Bir gün öleceğini bilmezsen, yaşarken hayatı hırpalarsın...
Hayat hepimiz için bir gün bitecek...
Biteceğini bilirsen, yaşarken sefilleşmezsin...
Büyük acılar, tabii felaketler, depremler, savaşlar, kitleleri oldüren saldırılar, insanlarda "dayanışma" duygusunu uyandırırlar...
Çünkü onlar insana "ölüm"ü hatırlatırlar...
"Ölüm"ü hatırlayan insan, çaresizliğini kavrar...
Çaresizlik "birbiriyle dayanışma ve paylaşma gerçeğine" götürür...

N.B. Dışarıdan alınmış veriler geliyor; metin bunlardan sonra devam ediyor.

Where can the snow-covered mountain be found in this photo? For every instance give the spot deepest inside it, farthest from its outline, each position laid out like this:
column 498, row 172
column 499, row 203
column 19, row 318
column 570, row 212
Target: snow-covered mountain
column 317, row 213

Ölümü unutanlar, yaşamayı bilmezler...
Ölürken, vakt-i zamanında kötülük yaptıklarınla "helalleşmek istemek" ondandır...
Ölüme giderken insan yaptıklarına hayıflanır...
Yaptıkları ancak o zaman onun için anlamsız kalır...
Oysa yapılan yapılmıştır...
Kötülük zehirli tohumunu zamanında bırakmıştır...
İnsanlar o kötülüklerle kirlenmiş, hayat o kötülüklere bulanmış, zehir o kötülüklerle vücutlara akmıştır...
Ölünün arkasından "helal edilen haklar" affedicidir...
Sevgi, barış ve insanı çağırır...
Ölümü bilmeyenler, hayatı bilmezler...
İhtirasla yaşarlar, arsız egolarına hükmedemezler...
İnsanın insana kötülük yapma duygusu, "ölümü" hatırlarsa törpülenir...
Ne zaman ki bir gün toprağın altına gideceğini bilir, o gün toprağın üstündeki hayatı daha iyi düşünür...
Doğal afetler insana "ölümü" gösterdiği için, dayanışmayı, sevgiyi ve barışı güçlendirir...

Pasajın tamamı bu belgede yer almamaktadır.